By staff September 1, 2005

Here's a situation most communities yearn for: Sarasota County is overpopulated with nonprofit organizations-60 percent more per 100,000 residents than the rest of Florida, according to the National Center for Charitable Statistics.

With well over 900 nonprofits, not including religious institutions, Sarasota is rich in resources and volunteers who work selflessly to preserve the environment, nurture the arts, and help house, feed, clothe and care for neighbors who can't help themselves. In fact, Debra Jacobs, president of the William G. and Marie Selby Foundation, calls Sarasota the philanthropically richest county in Florida.

Last spring, watching the documentary produced about the Selby Foundation on the occasion of its 50th anniversary, I was struck by the joyful acts of giving demonstrated by countless good people. What truly makes a community vital, I thought, is not how fast its property values rise or how many new shopping malls it boasts, but rather how willing its residents are to pitch in-financially and with good old-fashioned sweat equity-to make it a better place.

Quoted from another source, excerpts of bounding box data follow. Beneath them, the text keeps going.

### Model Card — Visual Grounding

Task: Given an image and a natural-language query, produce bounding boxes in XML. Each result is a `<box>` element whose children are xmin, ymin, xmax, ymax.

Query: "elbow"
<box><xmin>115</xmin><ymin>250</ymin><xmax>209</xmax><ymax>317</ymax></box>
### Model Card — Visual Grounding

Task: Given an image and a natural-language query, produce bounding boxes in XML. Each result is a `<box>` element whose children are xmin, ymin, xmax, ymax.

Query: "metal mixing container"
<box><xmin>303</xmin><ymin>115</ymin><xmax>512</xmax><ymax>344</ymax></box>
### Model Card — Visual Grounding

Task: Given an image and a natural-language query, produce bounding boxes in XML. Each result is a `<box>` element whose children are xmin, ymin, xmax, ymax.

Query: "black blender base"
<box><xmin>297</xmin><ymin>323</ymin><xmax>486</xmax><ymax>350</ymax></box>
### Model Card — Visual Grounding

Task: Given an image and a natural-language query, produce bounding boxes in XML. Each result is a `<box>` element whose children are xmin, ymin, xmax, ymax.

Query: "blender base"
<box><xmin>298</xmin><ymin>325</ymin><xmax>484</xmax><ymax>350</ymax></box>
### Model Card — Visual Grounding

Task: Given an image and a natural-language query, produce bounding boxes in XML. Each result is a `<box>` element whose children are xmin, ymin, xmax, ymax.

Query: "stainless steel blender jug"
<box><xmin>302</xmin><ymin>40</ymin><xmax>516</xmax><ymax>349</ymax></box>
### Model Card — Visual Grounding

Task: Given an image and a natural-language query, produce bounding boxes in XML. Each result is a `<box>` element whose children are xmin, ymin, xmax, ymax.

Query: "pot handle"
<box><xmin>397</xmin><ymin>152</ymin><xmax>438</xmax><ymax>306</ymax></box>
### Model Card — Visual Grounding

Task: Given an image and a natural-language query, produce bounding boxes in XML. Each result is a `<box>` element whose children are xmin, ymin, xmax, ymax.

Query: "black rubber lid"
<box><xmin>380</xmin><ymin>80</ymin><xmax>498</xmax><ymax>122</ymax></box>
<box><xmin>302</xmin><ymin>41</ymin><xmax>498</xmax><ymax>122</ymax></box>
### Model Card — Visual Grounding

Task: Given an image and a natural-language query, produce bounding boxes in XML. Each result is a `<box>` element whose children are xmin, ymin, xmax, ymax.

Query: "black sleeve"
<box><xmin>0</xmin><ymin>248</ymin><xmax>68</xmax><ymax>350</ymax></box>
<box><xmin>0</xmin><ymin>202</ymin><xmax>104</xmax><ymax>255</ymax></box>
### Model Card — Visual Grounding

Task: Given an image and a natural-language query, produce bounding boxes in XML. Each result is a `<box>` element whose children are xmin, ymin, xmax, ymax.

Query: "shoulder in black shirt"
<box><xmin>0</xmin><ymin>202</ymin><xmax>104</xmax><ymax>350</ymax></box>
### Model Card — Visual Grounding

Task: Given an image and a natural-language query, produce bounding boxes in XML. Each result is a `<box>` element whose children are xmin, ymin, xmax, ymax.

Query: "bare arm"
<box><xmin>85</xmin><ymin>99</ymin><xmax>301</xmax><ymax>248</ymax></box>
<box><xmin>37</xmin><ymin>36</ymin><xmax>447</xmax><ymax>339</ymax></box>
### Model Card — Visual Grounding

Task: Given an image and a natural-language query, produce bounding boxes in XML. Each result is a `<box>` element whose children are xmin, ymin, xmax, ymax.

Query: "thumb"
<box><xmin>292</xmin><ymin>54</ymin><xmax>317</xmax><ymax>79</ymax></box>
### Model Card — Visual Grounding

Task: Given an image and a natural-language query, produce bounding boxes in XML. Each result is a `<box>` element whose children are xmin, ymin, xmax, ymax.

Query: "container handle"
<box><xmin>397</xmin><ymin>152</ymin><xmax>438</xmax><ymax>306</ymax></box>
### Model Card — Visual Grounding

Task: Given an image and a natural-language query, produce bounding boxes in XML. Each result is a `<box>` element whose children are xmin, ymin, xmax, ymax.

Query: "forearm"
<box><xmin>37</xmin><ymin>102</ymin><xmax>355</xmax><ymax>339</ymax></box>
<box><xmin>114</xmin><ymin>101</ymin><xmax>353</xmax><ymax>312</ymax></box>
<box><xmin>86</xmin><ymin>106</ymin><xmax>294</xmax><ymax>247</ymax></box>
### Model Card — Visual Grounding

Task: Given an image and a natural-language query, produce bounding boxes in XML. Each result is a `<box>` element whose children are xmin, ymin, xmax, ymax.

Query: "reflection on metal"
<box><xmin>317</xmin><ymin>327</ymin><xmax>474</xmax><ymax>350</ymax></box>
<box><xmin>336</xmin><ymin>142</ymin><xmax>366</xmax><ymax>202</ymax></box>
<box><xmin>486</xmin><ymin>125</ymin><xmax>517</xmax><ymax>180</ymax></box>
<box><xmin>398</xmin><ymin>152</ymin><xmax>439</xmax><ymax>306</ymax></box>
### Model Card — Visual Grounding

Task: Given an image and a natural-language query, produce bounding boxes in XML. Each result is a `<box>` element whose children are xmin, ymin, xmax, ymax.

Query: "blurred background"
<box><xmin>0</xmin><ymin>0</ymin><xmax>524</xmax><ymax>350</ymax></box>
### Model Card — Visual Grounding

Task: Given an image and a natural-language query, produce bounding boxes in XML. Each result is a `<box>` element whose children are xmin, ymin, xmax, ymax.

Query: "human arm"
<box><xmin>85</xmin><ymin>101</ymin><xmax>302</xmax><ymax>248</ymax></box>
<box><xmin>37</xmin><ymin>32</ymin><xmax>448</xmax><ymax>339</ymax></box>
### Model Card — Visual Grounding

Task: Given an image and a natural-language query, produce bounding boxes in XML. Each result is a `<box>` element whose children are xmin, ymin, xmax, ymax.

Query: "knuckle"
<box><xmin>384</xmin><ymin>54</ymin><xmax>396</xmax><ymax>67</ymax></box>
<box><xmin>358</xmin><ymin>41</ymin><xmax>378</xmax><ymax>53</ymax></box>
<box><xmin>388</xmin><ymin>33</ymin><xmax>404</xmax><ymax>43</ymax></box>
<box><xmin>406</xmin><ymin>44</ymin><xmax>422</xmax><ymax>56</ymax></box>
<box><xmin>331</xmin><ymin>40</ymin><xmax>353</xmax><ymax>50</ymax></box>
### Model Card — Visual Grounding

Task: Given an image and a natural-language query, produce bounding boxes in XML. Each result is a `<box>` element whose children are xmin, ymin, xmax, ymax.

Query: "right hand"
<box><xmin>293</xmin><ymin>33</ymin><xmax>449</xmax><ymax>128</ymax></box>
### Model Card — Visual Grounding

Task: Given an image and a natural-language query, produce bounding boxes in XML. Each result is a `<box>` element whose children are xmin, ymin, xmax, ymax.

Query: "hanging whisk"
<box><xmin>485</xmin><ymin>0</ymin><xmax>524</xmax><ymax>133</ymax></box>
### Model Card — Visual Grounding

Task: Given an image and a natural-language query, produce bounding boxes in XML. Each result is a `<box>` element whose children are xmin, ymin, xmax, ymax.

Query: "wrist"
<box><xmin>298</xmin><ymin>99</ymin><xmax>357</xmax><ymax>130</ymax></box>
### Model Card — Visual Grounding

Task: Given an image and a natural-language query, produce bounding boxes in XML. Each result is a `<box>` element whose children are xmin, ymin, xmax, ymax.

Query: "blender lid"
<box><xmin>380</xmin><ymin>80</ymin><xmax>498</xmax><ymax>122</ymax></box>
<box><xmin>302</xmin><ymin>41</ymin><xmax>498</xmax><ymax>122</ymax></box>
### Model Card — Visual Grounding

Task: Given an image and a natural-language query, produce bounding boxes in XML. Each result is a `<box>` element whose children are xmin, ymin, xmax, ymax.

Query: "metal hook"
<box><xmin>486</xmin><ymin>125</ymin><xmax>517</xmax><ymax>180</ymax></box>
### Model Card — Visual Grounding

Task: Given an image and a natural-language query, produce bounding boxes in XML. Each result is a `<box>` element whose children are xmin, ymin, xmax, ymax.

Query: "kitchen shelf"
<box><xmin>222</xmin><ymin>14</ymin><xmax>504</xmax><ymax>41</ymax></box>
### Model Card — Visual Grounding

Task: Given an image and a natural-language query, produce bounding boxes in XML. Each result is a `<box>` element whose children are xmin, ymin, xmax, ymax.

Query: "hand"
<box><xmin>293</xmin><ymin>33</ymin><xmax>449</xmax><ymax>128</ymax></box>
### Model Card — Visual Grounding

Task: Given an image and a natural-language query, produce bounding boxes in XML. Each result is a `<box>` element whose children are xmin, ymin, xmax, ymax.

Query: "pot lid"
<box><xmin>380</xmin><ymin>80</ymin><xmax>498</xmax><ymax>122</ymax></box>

In a powerful moment at the recent Family Law Connection luncheon, Jack Levine, who for 25 years was president of Voices for Florida's Children and now has his own consultancy business in Tallahassee, asked a room full of strangers to join hands and repeat the Advocacy Oath: "Thou art my child and my elder, I love thee best. But could not love thee half as much, loved I not all the rest."

"We measure the love we have for our own by that which we're willing to do for others in our community," Levine told us later. "That makes the love for ours whole."